Attenuation of Late-Stage Disease in Mice Infected by the Mycobacterium tuberculosis Mutant Lacking the SigF Alternate Sigma Factor and Identification of SigF-Dependent Genes by Microarray Analysis
Deborah E. Geiman,1 Deepak Kaushal,1,
Chiew Ko,1 Sandeep Tyagi,1 Yukari C. Manabe,1 Benjamin G. Schroeder,2,
Robert D. Fleischmann,2 Norman E. Morrison,1 Paul J. Converse,1 Ping Chen,1,
and William R. Bishai1*
Center
for Tuberculosis Research, Department of Medicine, Johns Hopkins
University School of Medicine,
Baltimore,1
The Institute for Genomic
Research, Rockville, Maryland2
Received 30 September 2003/
Returned for modification 16 November 2003/
Accepted 9 December 2003
The
Mycobacterium tuberculosis alternate sigma factor, SigF, is
expressed during stationary growth phase and under stress conditions in
vitro. To better understand the function of SigF we studied the
phenotype of the M. tuberculosis
sigF mutant
in vivo during mouse infection, tested the mutant as a vaccine in
rabbits, and evaluated the mutant's microarray expression profile
in comparison with the wild type. In mice the growth rates of the
sigF mutant and wild-type strains were nearly
identical during the first 8 weeks after infection. At 8 weeks, the
sigF mutant persisted in the lung, while the wild
type continued growing through 20 weeks. Histopathological analysis
showed that both wild-type and mutant strains had similar degrees of
interstitial and granulomatous inflammation during the first 12 weeks
of infection. However, from 12 to 20 weeks the mutant strain showed
smaller and fewer lesions and less inflammation in the lungs and
spleen. Intradermal vaccination of rabbits with the M.
tuberculosis
sigF strain, followed by aerosol
challenge, resulted in fewer tubercles than did intradermal M.

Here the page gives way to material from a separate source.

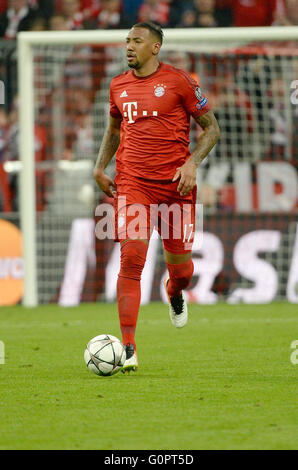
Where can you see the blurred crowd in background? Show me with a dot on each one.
(248, 94)
(60, 15)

bovis BCG vaccination. Complete genomic microarray analysis
revealed that 187 genes were relatively underexpressed in the absence
of SigF in early stationary phase, 277 in late stationary phase, and
only 38 genes in exponential growth phase. Numerous regulatory genes
and those involved in cell envelope synthesis were down-regulated in
the absence of SigF; moreover, the
sigF mutant strain
lacked neutral red staining, suggesting a reduction in the expression
of envelope-associated sulfolipids. Examination of
5'-untranslated sequences among the downregulated genes
revealed multiple instances of a putative SigF consensus recognition
sequence: GGTTTCX18GGGTAT.
These results indicate that in the mouse the M.
tuberculosis
sigF mutant strain persists in the
lung but at lower bacterial burdens than wild type and is attenuated by
histopathologic assessment. Microarray analysis has identified
SigF-dependent genes and a putative SigF consensus recognition
site.
* Corresponding
author. Mailing address: Center for Tuberculosis Research, Johns
Hopkins University School of Medicine, 1503 E. Jefferson St., Room 112,
Baltimore, MD 21231-1001. Phone: (410) 955-3507. Fax: (410) 614-8173.
E-mail:
wbishai{at}jhsph.edu.
Editor:
W. A. Petri, Jr.
Present
address: Hartwell Center for Bioinformatics and Biotechnology, St. Jude
Children's Research Hospital, Memphis, TN
38105.
Present
address: Applied Biosystems, Foster City, CA
94404.
Present
address: Sequella, Inc., Rockville, Md.
Infection and Immunity, March 2004, p. 1733-1745, Vol. 72, No. 3
0019-9567/04/$08.00+0 DOI: 10.1128/IAI.72.3.1733-1745.2004
Copyright © 2004, American Society for Microbiology. All Rights Reserved.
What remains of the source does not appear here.